Vlak na de eerste wereldoorlog, zo rond december 1918, schreef hij een toneelstuk over de gevaren van het bolsjevisme. Omdat veel van zijn acteurs  niet konden lezen, moest hij de tekst avondenlang voorzeggen, tot de spelers hun dialogen uit het hoofd kenden. Zij hadden hun tekst dus letterlijk van horen zeggen. Ook het publiek uit Essenbeek was in grote mate analfabeet. Naar toneel kijken, was hun enige toegang tot iets als het geschreven woord. Dat is nog maar honderd jaar geleden.

Vandaag, bij mij in het gezelschap, Het nieuwstedelijk, neemt actrice Sara Vertongen nooit haar tekstbrochure mee naar huis. Ze heeft een erg goed auditief geheugen en kent als eerste haar tekst uit het hoofd, door het loutere spreken en luisteren bij de lezingen. Ook zij kent de tekst letterlijk van horen zeggen.

Het zegt iets over de toneelliteratuur. Na 2.500 jaar maakt ze nog steeds deel uit van een orale traditie, waar de literaire kwaliteit van de tekst gedragen wordt door het geheugenwerk en de vertelkracht van de speler. De toneeltekst ligt nog dicht bij de oorsprong van onze literatuur, letterlijk in levenden lijve verhalen vertellen, steeds opnieuw. De toneelliteratuur gaat nog dagelijks over de lippen, maakt nog steeds die overgang tussen orale traditie en schrift, schrijven en spreken, altijd weer, als een fascinerend soort van perpetuum mobile, een lemniscaat, de oneindige herhaling, repetitie, gevangen in het hier en nu.

2. AANWEZIG

Het theater wordt van oudsher de kunst van het hier & nu genoemd. En dan heeft men het vaak over de alertheid van de spelers, in het moment zijn. Of ook bedoelt men het efemere karakter van de voorstelling: als het doek valt, is het voorbij. Voor mij gaat het niet alleen over dat vluchtige karakter. Voor mij gaat het over het aanwezige.
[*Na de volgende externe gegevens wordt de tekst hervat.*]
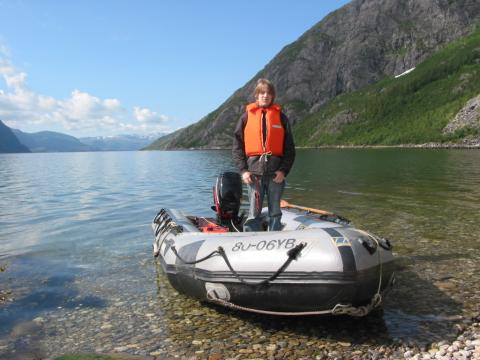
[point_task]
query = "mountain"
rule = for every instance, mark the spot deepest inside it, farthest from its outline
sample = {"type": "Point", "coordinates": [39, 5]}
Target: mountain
{"type": "Point", "coordinates": [358, 45]}
{"type": "Point", "coordinates": [437, 102]}
{"type": "Point", "coordinates": [119, 142]}
{"type": "Point", "coordinates": [50, 141]}
{"type": "Point", "coordinates": [9, 142]}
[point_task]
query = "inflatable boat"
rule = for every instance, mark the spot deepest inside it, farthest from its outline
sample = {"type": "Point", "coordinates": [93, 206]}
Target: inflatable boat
{"type": "Point", "coordinates": [317, 264]}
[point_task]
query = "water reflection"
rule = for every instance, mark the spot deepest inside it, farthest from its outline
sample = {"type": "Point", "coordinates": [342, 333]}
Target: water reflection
{"type": "Point", "coordinates": [75, 228]}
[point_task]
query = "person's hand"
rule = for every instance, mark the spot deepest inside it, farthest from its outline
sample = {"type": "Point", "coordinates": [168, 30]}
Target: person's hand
{"type": "Point", "coordinates": [247, 177]}
{"type": "Point", "coordinates": [279, 177]}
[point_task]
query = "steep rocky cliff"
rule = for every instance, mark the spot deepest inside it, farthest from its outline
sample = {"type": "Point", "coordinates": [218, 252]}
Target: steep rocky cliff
{"type": "Point", "coordinates": [357, 45]}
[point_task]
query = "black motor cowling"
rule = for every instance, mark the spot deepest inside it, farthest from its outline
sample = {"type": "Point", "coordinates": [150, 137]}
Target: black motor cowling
{"type": "Point", "coordinates": [227, 194]}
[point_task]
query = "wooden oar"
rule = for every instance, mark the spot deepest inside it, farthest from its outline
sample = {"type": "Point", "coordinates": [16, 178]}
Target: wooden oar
{"type": "Point", "coordinates": [286, 204]}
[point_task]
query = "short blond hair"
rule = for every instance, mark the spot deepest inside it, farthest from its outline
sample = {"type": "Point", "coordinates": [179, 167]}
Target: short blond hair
{"type": "Point", "coordinates": [265, 85]}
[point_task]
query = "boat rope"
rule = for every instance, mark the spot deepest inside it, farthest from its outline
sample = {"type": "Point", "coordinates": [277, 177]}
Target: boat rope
{"type": "Point", "coordinates": [233, 225]}
{"type": "Point", "coordinates": [338, 309]}
{"type": "Point", "coordinates": [213, 253]}
{"type": "Point", "coordinates": [292, 255]}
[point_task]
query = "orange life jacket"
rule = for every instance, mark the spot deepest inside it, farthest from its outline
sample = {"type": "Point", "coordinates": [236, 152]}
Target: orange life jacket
{"type": "Point", "coordinates": [253, 135]}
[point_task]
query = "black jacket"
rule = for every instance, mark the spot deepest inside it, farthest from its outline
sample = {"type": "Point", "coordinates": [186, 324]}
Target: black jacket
{"type": "Point", "coordinates": [263, 165]}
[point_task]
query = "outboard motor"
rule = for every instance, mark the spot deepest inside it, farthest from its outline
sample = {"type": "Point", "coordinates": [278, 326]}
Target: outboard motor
{"type": "Point", "coordinates": [227, 194]}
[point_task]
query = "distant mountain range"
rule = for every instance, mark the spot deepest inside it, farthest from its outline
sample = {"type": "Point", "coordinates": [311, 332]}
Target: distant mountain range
{"type": "Point", "coordinates": [13, 140]}
{"type": "Point", "coordinates": [119, 142]}
{"type": "Point", "coordinates": [362, 44]}
{"type": "Point", "coordinates": [50, 141]}
{"type": "Point", "coordinates": [9, 142]}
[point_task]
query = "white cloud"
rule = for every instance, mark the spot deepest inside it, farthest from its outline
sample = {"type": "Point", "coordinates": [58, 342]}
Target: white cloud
{"type": "Point", "coordinates": [145, 115]}
{"type": "Point", "coordinates": [81, 112]}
In het theater kan je niet afwezig zijn. Afwezig zijn is een onmogelijkheid, in een fundamentele zin, die raakt aan de essentie van het theater. Als het publiek afwezig blijft, noemen we het geen voorstelling, maar een repetitie.

Het aanwezige. Wat ons aanbelangt, hier, nu, met z’n allen. Right here, right now. Uit het theater, en al zeker uit de toneeltekst spreekt een verlangen. It’s a play, stupid, een toneelspel. You have to play it. Het is een fysiek verlangen, naar een fysieke aanwezigheid. Het moet over de tong gaan. Over de lippen. Stem krijgen. En met die stem, een lichaam. Een adem. Le souffle. Niet voor niets werd de tekst vroeger ingefluisterd door een souffleur, een beademaar. Het gaat dus wezenlijk over het leven. Dat alles maakt voor mij van het toneelschrijven de mooiste vorm van schrijven die er bestaat. Omdat het gaat over fysiek samenzijn en over wat we dan samen kunnen delen. Samenleven, à bout de souffle.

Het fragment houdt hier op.